As a sign of protest, he wrote an open letter to the Prime Minister and the Defence Minister, saying: “I refuse because I am a man of peace and I hate all forms of violence, and the military institution represents for me the peak of physical and psychological violence.”

Since then, the threat of arrest has hung over him.

A question of conscienceArab citizens of Israel – with the exception of Druze Arabs and Circassians – are exempt from compulsory service in the Israeli military and are mostly discouraged from even volunteering for service.

However, over the years, many young Druze like Omar have refused to serve in the Israeli military on the grounds that such service would amount to fighting a war against their own people.

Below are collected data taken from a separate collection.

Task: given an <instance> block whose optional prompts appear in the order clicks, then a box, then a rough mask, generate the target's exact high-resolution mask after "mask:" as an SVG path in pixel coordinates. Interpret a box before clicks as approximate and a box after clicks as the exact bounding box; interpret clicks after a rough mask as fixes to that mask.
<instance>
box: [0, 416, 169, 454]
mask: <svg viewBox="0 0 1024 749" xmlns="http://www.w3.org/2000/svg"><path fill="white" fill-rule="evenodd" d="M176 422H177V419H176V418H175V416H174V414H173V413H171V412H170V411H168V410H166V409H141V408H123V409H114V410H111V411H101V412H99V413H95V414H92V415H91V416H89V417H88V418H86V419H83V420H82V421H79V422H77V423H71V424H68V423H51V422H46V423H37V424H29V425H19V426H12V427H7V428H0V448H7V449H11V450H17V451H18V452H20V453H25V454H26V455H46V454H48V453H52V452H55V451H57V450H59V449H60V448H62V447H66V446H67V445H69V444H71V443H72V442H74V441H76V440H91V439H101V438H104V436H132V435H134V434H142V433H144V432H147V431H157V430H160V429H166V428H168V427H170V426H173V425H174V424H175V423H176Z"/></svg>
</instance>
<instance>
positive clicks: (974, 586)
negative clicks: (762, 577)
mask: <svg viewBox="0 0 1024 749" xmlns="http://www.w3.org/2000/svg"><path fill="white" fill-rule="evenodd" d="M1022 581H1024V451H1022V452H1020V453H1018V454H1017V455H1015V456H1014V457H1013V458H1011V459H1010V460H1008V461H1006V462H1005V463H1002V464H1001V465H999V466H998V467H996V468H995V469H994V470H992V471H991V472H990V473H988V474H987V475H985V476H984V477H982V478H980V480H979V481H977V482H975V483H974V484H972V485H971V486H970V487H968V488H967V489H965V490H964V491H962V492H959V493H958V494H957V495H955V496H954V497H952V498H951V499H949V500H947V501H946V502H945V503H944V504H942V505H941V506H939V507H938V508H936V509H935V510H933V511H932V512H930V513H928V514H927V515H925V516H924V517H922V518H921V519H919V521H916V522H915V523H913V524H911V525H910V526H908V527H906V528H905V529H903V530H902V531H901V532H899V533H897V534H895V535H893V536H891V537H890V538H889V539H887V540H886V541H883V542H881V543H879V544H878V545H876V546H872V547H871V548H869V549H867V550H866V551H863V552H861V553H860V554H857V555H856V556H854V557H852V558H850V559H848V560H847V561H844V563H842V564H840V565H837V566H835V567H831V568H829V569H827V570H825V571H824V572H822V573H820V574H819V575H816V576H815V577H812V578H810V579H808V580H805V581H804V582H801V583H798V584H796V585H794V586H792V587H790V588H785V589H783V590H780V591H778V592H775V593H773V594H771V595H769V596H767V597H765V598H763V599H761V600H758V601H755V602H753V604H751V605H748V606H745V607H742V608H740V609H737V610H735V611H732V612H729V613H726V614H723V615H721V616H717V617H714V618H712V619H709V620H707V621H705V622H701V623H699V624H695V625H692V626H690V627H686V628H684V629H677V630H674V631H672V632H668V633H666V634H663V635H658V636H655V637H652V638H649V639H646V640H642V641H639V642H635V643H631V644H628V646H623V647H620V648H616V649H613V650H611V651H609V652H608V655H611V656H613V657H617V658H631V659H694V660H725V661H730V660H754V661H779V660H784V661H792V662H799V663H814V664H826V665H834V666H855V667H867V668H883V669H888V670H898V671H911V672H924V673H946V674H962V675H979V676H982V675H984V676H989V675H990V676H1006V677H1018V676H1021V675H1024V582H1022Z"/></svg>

Because of that, every year, a handful of Israeli teenagers are sent to prison each year, simply because they refuse to serve in their country’s army on grounds of conscience.

Ajuad Zidan, a former Druze objector imprisoned for his beliefs, explained his refusal to enlist during 2010: “The loneliness of the prison cell is one thousand times better than standing in front of my people while pointing a gun at them, or imposing a curfew on them”.

Although a “conscience committee” exists within the Israeli army to decide upon exemptions for conscientious objectors, such claims are usually only allowed for those who refuse to serve on religious grounds.

While Israeli law allows for pacifists to be exempted, individuals are required to argue their case before the “conscience committee”, which is made up of military judicial officers who invariably reject their cases.

Human rights organizations, including Amnesty International, have long complained to the Israeli authorities about the treatment of conscientious objectors.

The right to object to military service on grounds of conscience is protected under Article 18 of the Universal Declaration of Human Rights and Article 18 of the International Covenant on Civil and Political Rights, to which Israel is a party.

The United Nations Human Rights Committee called on the Israeli government, in 2003, to review its legislation, to bring it in line with international human rights law.

“Omar Sa’ad should not be imprisoned. If the Israeli authorities decide to arrest him, he will be a prisoner of conscience and we will campaign for his immediate release,” said Philip Luther, Middle East and North Africa Director at Amnesty International.

“Instead of persecuting those who have a moral objection to serving in the military, Israeli authorities should establish a fully independent and impartial body to assess claims of conscientious objection in a fair and transparent manner.”

Amnesty International also points to the contrast between the authorities’ punitive measures against conscientious objectors and their general failure to hold accountable Israeli soldiers accused of human rights violations.

“Many people across the world support me. They support what I think and will stand with me. That gives me strength to go through this,” Omar told Amnesty International as he prepared for the most difficult day of his life.